Jeb Bush’s clumsy attacks on Trump felt like bad line readings for a show doomed to cancellation. Every time Jeb unloaded on Trump, I said to myself: The enemy is Hillary, and it is she and the totalitarian Democrats who should be in your sights.

Jeb is toast.

I like Carly. She thinks clearly and has a coherent view of the world that reminds me of Margaret Thatcher. Unfortunately, several women whom I admire and respect tell me that they see her as a scold. I don’t think she’s going anywhere, except maybe to a cabinet post in a Republican administration.

Rand Paul’s isolationism is delusional. When he said that we defeat ISIS by not being afraid of them, I checked out. We defeat ISIS and all IslamoNazis by killing them.

Governor Christie gets all New Joisey, a shtick to show how tough he is. It’s a clever act, and it contrasts nicely with Democrat elites like Obama and Hillary who ooze European culture as opposed to a rough-hewn Americanism. I think Christie’s tough-guy persona is limited in its appeal.

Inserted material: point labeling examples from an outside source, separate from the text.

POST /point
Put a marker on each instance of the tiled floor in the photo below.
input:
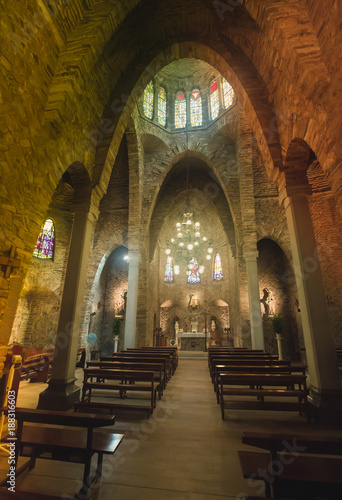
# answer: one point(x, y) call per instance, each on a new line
point(184, 451)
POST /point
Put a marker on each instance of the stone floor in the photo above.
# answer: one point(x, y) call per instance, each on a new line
point(184, 451)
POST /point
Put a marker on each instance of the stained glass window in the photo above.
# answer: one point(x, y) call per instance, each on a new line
point(162, 107)
point(214, 100)
point(148, 101)
point(228, 94)
point(180, 110)
point(169, 270)
point(45, 245)
point(193, 272)
point(196, 108)
point(218, 273)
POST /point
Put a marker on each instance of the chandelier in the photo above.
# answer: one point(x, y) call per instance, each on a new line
point(188, 242)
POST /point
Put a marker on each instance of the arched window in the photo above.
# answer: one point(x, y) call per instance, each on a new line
point(162, 107)
point(196, 108)
point(228, 94)
point(180, 110)
point(193, 272)
point(218, 273)
point(169, 270)
point(45, 245)
point(148, 101)
point(214, 100)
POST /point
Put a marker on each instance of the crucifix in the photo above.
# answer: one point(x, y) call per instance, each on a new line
point(205, 314)
point(9, 262)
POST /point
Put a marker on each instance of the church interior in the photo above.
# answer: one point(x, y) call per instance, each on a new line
point(171, 192)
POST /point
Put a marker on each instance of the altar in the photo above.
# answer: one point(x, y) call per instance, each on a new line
point(191, 341)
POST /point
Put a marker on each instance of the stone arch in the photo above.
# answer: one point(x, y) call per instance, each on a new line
point(117, 112)
point(107, 297)
point(218, 201)
point(73, 191)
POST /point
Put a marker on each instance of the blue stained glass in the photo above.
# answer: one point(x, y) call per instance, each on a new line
point(148, 100)
point(228, 94)
point(214, 100)
point(45, 245)
point(162, 107)
point(196, 108)
point(193, 272)
point(218, 273)
point(180, 110)
point(169, 270)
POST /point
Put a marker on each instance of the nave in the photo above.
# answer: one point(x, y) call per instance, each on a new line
point(184, 451)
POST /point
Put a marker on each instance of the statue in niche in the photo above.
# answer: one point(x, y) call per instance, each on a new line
point(193, 302)
point(121, 306)
point(268, 302)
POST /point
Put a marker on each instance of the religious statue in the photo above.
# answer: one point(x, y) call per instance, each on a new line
point(193, 302)
point(268, 302)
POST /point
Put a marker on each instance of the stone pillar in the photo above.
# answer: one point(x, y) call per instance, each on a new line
point(254, 299)
point(326, 391)
point(132, 299)
point(62, 392)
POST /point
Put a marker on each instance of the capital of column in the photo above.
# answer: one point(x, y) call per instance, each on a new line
point(133, 258)
point(250, 255)
point(286, 193)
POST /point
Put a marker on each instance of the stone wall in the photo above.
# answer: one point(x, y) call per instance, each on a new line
point(277, 284)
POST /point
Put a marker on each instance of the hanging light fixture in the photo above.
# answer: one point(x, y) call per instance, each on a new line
point(189, 241)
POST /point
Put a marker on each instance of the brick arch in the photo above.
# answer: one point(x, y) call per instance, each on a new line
point(298, 158)
point(241, 74)
point(220, 203)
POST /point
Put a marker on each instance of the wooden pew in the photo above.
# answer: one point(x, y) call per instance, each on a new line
point(157, 368)
point(64, 443)
point(260, 386)
point(142, 358)
point(119, 381)
point(285, 367)
point(161, 350)
point(167, 354)
point(37, 363)
point(298, 465)
point(222, 360)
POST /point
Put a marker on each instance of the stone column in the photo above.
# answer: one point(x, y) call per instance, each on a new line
point(62, 392)
point(132, 299)
point(254, 299)
point(326, 391)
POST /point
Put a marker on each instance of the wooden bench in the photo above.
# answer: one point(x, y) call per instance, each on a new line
point(142, 358)
point(223, 360)
point(297, 465)
point(37, 363)
point(64, 443)
point(121, 382)
point(251, 390)
point(284, 368)
point(163, 350)
point(157, 368)
point(165, 355)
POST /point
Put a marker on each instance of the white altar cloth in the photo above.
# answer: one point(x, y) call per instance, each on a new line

Ohio Governor Kasich knows it all. According to him, everyone else is incompetent. But he did remind the audience that no POTUS has ever been elected without winning Ohio. I think that Kasich, with poll numbers in the toilet, is angling for VP. Clever move.

Dr. Carson is, er, calm. While this quality is fantastic in a pediatric neurosurgeon, in a national election, his soothing, s-l-o-w delivery puts people to sleep. He might be the finest man in the field. But I do not believe he will get the nomination.

Rubio and Cruz: I have come to the conclusion that they are the GOP’s best hope. Rubio is the most gifted politician I have seen in my lifetime. Cruz is the most brilliant. Either one would hit Hillary hard, and either could win the election. Confidential sources who are in the know tell me that other Republicans on the Hill despise Cruz. They see him as opportunistic and nasty.

Does this matter? I’m not sure.

I cruise between Cruz and Rubio. Either candidate would be an infinitely better commander in chief than socialist Hillary or Stalinist Sanders.

The truth is that Barack Obama has so degraded the office of the Presidency, so lowered the bar, that any of the GOP candidates would be an improvement over the disaster that is Obama.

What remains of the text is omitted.